Grass Fed Terminology
Annual: A plant, like corn, soy, which grows from seed to maturity in a single year.
Biennial: Many pasture plants and weeds, like burdock, are biennial. This means they grow one year, generally building up a big root system, then set seed the second year, after which they die. Many vegetables, like carrots and cabbages, are biennial.
Feedlot: In conventional beef production cows are moved to a feedlot to finish. This means they are fed roughage in the form of hay, beet pulp, or other fiber source, blended with grain and other high energy food concentrates that rapidly fatten them.
Finish: The degree of fat on an animal, particularly a cow.
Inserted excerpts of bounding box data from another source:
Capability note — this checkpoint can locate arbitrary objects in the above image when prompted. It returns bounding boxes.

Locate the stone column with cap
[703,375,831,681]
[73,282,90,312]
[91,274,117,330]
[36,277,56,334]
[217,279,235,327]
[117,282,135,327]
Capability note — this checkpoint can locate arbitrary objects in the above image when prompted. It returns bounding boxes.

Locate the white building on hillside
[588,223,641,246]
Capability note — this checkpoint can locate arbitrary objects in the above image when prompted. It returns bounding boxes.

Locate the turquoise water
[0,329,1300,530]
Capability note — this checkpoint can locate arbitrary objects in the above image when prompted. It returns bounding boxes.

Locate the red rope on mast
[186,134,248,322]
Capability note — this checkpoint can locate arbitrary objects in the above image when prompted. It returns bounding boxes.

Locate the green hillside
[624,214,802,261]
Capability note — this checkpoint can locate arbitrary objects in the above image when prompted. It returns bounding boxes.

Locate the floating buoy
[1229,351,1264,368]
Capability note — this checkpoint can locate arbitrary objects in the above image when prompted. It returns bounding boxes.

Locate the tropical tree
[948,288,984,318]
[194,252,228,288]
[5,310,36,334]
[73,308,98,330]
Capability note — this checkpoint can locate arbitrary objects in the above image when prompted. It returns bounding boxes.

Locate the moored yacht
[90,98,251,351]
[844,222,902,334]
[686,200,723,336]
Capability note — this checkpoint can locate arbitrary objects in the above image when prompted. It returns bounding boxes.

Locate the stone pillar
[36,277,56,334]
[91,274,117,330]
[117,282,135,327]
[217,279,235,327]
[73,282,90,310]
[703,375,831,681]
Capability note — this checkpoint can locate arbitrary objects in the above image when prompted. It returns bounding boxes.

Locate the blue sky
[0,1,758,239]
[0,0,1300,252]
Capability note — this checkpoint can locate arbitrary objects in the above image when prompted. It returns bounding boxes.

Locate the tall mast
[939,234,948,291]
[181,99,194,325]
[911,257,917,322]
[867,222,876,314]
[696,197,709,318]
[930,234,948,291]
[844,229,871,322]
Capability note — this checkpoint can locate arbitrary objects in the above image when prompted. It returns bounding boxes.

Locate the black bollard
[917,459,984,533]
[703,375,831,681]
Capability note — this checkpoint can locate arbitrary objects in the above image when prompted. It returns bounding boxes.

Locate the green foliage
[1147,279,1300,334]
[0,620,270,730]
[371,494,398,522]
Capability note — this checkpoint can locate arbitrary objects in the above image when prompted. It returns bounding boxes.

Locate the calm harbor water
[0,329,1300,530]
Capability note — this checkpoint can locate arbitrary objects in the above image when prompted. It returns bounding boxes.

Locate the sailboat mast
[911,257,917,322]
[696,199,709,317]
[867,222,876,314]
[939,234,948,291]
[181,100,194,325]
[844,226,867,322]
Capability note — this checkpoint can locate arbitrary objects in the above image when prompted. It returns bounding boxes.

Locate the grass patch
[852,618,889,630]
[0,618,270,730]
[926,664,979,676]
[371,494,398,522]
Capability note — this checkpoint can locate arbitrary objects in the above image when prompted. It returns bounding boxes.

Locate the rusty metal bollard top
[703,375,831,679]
Adequate fat is necessary for proper flavor development, and grass-fed animals generally take longer to finish. "Finishing" refers to the period on which a cow is fattening before slaughter.
Grass Fed: When used honestly, this means an animal that only eats grass and other forages like clover. When used dishonestly, it means that an animal eat some grass, but may also eat other stuff.
Grass Finished: Because some people use grass-fed dishonestly (see above), the term grass-finished is used as an extra, cross-my-heart, pinky-swear promise that a cow or other animal really, truly, never ever ate grain.
Pastured: When used to describe pigs or chickens, this means they are raised on grass as well as getting a grain ration. When used to describe cows or sheep it can mean anything from access to a small, overgrazed lot to animals that eat lots of pasture. Look for it on pork and poultry, but be aware that it is usually a step down from grass-fed when it comes to beef, lamb, or dairy.
Rotational Grazing: The practice of moving animals frequently in imitation of the interaction between wild herds and their grassland habitat.